Really interesting, thanks for collaborating on it!
Also Patrick Leask noticed some interesting things about the blurry preview images:
Fascinating! I’m now wondering whether it’s possible to test the Coconut hypothesis. An obvious first idea is to switch between 4.1 and 4o in the chat interface and see if the phenomenon we’ve been investigating occurs for both of them, but at least I can’t switch between the models with my non-subscriber account—is this possible with a subscriber account?
Edit: I’m actually unsure about whether 4.1 has image generation functionality at all. The announcement only mentions image understanding, not generation, and image generation is available for neither 4o nor 4.1 through the API. They say that “Developers will soon be able to generate images with GPT‑4o via the API, with access rolling out in the next few weeks” in the 4o image generation announcement, so if it becomes available for 4o but not for 4.1, that would be evidence that image generation requests are currently always handled with 4o. This would make the Coconut hypothesis less likely in my eyes—it seems easier to introduce such a drastic architecture change for a new model (although Coconut is a fine-tuning technique, so it isn’t impossible that they applied this kind of fine-tuning on 4o).

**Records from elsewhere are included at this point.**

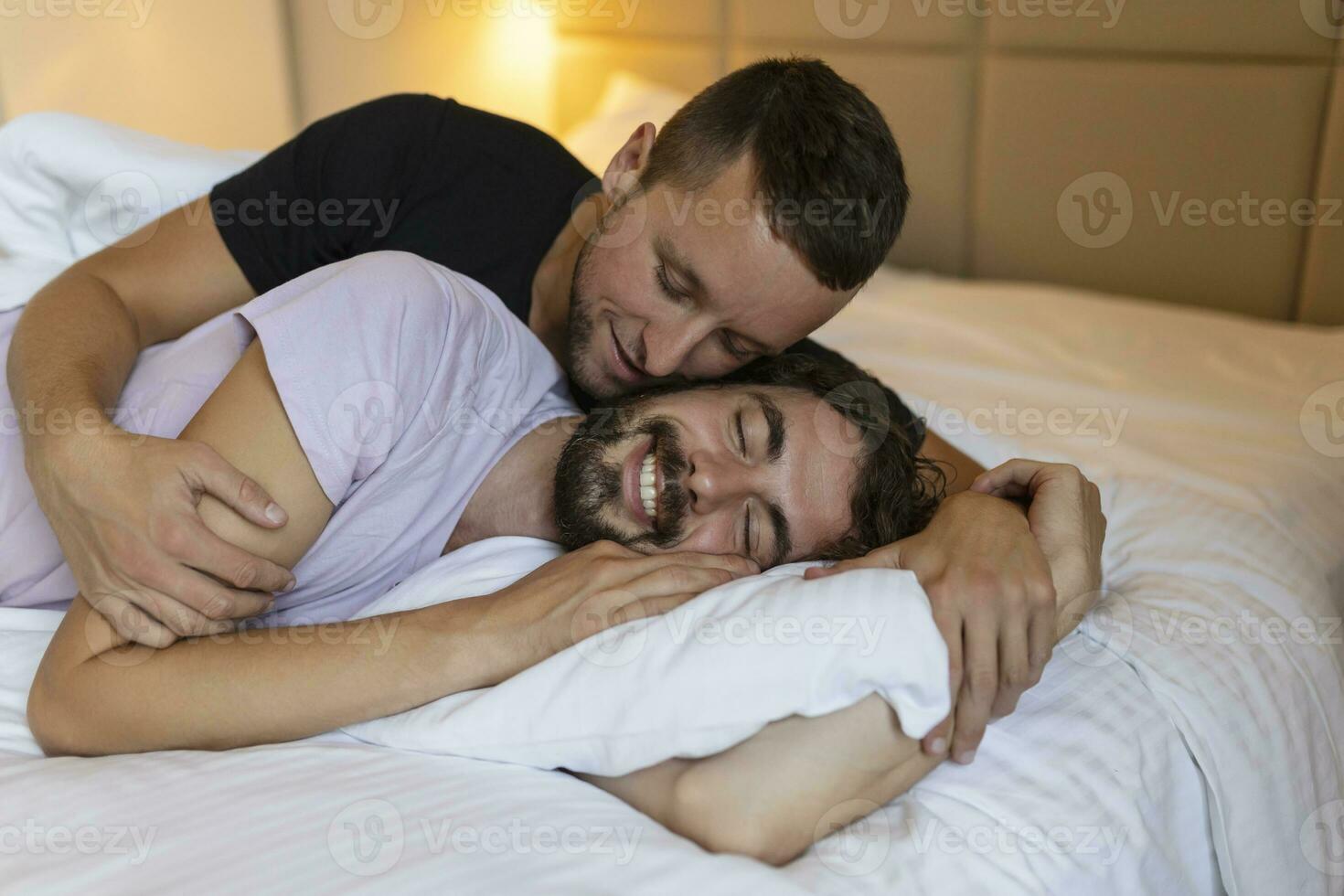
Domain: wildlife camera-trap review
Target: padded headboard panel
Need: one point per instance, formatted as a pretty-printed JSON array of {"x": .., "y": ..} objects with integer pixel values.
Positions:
[{"x": 1187, "y": 151}]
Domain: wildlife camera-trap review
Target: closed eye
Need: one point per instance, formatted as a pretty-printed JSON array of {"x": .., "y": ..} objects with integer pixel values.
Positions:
[{"x": 666, "y": 285}]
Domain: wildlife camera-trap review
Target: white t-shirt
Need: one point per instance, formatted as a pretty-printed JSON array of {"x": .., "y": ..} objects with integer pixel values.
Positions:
[{"x": 405, "y": 383}]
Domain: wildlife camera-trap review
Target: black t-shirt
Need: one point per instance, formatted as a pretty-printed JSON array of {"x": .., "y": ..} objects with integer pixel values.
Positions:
[{"x": 472, "y": 191}]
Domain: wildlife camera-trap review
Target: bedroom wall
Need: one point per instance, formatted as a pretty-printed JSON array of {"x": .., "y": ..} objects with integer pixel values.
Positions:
[
  {"x": 1000, "y": 114},
  {"x": 206, "y": 73}
]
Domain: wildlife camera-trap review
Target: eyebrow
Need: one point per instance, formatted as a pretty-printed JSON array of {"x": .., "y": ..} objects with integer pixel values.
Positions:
[
  {"x": 777, "y": 426},
  {"x": 677, "y": 261}
]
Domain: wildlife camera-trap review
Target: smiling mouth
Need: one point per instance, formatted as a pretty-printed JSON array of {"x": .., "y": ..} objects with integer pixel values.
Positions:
[
  {"x": 644, "y": 485},
  {"x": 649, "y": 485}
]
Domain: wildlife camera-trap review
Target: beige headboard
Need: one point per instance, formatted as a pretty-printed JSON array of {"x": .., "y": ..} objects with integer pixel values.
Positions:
[{"x": 1189, "y": 132}]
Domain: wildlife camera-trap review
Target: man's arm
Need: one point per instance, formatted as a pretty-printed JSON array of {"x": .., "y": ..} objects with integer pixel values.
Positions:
[
  {"x": 792, "y": 784},
  {"x": 800, "y": 779},
  {"x": 123, "y": 509}
]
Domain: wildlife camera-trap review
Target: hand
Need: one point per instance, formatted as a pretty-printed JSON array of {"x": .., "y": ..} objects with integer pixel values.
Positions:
[
  {"x": 1066, "y": 517},
  {"x": 992, "y": 598},
  {"x": 123, "y": 511},
  {"x": 605, "y": 584}
]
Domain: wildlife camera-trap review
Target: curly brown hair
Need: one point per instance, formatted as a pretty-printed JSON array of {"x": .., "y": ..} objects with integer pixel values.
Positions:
[{"x": 897, "y": 489}]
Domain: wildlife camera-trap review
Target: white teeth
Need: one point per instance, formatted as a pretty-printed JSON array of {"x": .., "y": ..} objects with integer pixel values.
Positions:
[{"x": 648, "y": 493}]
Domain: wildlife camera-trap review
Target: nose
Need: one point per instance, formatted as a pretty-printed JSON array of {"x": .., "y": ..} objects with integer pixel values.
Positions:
[
  {"x": 715, "y": 481},
  {"x": 668, "y": 344}
]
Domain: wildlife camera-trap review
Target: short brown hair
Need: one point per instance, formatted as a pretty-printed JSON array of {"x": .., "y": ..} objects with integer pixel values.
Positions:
[{"x": 817, "y": 143}]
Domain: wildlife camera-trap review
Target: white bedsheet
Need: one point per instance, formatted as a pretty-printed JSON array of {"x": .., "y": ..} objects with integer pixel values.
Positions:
[{"x": 1218, "y": 507}]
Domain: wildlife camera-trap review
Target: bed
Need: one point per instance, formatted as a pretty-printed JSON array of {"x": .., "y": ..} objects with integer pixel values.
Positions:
[{"x": 1175, "y": 743}]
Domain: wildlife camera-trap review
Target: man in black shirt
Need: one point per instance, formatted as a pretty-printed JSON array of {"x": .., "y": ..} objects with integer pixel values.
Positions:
[{"x": 745, "y": 225}]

Oh, switching models is a great idea. No access to 4.1 in the chat interface (apparently it’s API-only, at least for now). And as far as I know, 4o is the only released model with native image generation.
4o → 4.5: success (in describing the image correctly)
4o → o4-mini-high (‘great at visual reasoning’): success
o4-mini-high’s reasoning summary was interesting (bolding mine):
There’s one more X thread which made me assume a while ago that there’s a call to a separate image model. I don’t have time to investigate this myself at the moment, but am curious how this thread fits into the picture in case there’s no separate model.
The running theory is that that’s the call to a content checker. Note the content in the message coming back from what’s ostensibly the image model:
That certainly doesn’t seem to be either image data or an image filename, or mention an image attachment.
But of course much of this is just guesswork, and I don’t have high confidence in any of it.
Thanks! I also believe there’s no separate image model now. I assumed that the message you pasted was a hardcoded way of preventing the text model from continuing the conversation after receiving the image from the image model, but you’re right that the message before this one is more likely to be a call to the content checker, and in that case, there’s no place where the image data is passed to the text model.
Although there are a couple of small details where the description is maybe wrong? They’re both small enough that they don’t seem like significant evidence against, at least not without a larger sample size.